Schaufensterplotter "Please Leave a Message" (9 Bilder)

Den Plotter habe ich im Schaufenster meiner Werkstatt aufgestellt.

Damit man von der Straße aus auf den Plotter zugreifen kann, habe ich noch ein NodeMCU-Entwicklungsboard mit einem ESP8266 darauf verbaut. Der ESP verfügt über ein eingebautes WLAN-Modul. Mit den in der Arduino IDE verfügbaren Codebeispielen und durch die zahlreichen Softwarebibliotheken war es ganz einfach, den Controller als Access Point einzurichten und einen einfachen Webserver darauf zu hosten. Wer plotten möchte, muss sich zunächst ins Netzwerk des ESP einloggen und anschließend eine lokale Webseite aufrufen. Der Weg scheint vielleicht etwas umständlich, hat aber den Vorteil, dass man nur auf den Plotter zugreifen kann, wenn man in direkter Umgebung des Ladens ist.

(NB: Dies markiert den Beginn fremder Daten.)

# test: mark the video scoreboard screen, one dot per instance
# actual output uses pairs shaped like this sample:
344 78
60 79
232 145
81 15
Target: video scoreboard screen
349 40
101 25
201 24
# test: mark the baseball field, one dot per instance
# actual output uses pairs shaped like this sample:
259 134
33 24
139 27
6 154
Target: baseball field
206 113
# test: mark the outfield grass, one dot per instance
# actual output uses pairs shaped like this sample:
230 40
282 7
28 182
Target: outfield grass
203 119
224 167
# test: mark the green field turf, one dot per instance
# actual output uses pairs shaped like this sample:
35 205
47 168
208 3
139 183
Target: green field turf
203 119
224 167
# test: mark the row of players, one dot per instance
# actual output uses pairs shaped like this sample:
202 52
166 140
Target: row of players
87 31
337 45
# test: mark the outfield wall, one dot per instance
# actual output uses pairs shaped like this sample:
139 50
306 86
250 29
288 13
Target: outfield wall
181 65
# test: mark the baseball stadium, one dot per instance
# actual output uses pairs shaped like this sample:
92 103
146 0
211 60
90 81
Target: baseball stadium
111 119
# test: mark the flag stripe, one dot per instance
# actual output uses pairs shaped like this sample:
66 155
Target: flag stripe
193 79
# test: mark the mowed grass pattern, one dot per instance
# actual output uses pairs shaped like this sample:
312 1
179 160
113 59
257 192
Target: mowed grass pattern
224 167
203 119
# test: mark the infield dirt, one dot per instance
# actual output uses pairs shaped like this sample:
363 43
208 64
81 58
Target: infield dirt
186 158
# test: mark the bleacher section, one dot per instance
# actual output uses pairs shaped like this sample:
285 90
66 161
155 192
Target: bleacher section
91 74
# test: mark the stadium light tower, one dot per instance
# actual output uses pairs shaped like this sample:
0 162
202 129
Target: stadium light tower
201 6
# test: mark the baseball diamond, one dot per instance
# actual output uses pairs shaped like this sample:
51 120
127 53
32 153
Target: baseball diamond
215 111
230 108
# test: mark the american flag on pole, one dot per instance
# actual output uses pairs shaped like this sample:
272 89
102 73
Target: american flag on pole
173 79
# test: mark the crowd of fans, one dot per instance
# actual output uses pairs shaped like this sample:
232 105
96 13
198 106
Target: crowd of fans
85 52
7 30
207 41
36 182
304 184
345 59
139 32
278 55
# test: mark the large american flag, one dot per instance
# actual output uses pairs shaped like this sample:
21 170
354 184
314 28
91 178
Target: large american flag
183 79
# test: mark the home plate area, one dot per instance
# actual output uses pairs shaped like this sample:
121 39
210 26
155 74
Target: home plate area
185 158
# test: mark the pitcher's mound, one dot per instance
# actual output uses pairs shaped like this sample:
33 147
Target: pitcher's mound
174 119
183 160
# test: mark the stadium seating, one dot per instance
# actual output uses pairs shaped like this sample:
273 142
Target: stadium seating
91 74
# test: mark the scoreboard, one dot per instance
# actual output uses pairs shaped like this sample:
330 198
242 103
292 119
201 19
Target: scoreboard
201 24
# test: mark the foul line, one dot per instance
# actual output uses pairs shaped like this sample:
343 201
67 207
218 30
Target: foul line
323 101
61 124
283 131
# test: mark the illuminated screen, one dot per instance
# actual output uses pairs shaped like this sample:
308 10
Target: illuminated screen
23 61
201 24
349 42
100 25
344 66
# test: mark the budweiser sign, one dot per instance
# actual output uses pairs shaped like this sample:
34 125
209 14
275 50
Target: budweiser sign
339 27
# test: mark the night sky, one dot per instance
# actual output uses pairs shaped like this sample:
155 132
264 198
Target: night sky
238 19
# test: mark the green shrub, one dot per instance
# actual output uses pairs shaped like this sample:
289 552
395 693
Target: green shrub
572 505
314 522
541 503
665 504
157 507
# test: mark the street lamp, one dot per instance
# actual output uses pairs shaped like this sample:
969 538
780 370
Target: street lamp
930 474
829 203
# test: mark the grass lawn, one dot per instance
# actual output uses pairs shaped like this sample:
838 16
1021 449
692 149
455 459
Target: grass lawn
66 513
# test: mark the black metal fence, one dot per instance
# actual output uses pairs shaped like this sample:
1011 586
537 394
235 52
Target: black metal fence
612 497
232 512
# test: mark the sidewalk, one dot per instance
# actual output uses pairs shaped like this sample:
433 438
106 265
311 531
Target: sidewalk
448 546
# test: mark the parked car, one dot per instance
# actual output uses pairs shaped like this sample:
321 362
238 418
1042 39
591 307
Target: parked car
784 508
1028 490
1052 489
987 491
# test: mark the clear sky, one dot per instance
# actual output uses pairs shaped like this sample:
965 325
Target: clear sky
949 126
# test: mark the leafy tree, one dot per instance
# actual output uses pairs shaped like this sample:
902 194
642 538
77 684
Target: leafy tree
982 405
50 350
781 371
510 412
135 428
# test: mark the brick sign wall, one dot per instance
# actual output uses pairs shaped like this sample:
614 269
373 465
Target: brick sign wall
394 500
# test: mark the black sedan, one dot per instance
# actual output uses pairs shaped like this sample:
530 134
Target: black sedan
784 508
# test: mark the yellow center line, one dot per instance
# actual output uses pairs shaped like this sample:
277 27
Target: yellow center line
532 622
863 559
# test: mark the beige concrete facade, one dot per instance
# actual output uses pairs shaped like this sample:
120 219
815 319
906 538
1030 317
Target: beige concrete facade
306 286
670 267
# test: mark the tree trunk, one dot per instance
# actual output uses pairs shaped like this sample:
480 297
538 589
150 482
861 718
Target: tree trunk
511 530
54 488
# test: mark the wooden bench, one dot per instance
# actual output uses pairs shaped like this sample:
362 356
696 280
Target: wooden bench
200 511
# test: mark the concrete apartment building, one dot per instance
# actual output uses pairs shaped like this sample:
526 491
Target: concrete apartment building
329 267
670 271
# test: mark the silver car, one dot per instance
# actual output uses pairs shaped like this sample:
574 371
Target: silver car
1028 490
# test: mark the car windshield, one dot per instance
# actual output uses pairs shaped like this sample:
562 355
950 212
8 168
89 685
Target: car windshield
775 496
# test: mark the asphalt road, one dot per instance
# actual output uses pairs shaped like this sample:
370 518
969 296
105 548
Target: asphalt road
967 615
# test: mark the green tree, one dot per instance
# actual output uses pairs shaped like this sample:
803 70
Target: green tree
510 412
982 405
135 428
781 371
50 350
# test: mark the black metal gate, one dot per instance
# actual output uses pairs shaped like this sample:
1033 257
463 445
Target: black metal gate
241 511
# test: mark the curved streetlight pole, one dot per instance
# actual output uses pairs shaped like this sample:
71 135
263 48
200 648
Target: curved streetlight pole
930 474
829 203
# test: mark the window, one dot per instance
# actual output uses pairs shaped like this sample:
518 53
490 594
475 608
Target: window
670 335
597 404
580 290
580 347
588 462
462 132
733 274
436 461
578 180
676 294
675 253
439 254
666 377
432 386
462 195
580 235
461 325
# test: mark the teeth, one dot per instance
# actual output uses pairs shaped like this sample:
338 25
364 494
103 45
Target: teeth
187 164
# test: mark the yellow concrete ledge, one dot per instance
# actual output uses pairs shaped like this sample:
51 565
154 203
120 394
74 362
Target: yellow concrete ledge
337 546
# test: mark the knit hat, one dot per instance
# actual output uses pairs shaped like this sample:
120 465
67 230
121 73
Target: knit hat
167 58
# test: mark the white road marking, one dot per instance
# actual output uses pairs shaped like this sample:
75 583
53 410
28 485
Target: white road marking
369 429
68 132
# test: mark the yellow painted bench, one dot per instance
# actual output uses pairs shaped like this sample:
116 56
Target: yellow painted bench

Außerdem ist das Ganze nicht mit dem Internet verbunden, was die Sache sicherer macht.

Die einfache Webseite stellt ein Formular mit Textfeld zur Verfügung, in das man seine Nachricht schreiben kann. Drückt man auf den Knopf „Drucken“ wird der Text vom Smartphone erst an den ESP8266 geschickt und von dort über die serielle Schnittstelle an den Arduino Mega weitergeleitet. Dieser steuert den Plotter und druckt die Botschaft aus. Ein weiteres Modul, das ich noch hinzugefügt habe, war eine Echtzeituhr, da ich auch die genaue Uhrzeit und das Datum notieren wollte, zu dem die jeweilige Nachricht geschrieben wird.

Der letzte Schritt bestand darin, einen großen Holzrahmen zu bauen, auf den ich den Plottermechanismus aufgeschraubt habe. Unten im Rahmen hängt eine dicke Papierrolle. Das Papier bewegt sich durch den Plotter zur Oberseite des Rahmens, läuft dort über ein abgeschnittenes PVC-Abflussrohr als Walze und wird hinten von einem Motor wieder aufgewickelt.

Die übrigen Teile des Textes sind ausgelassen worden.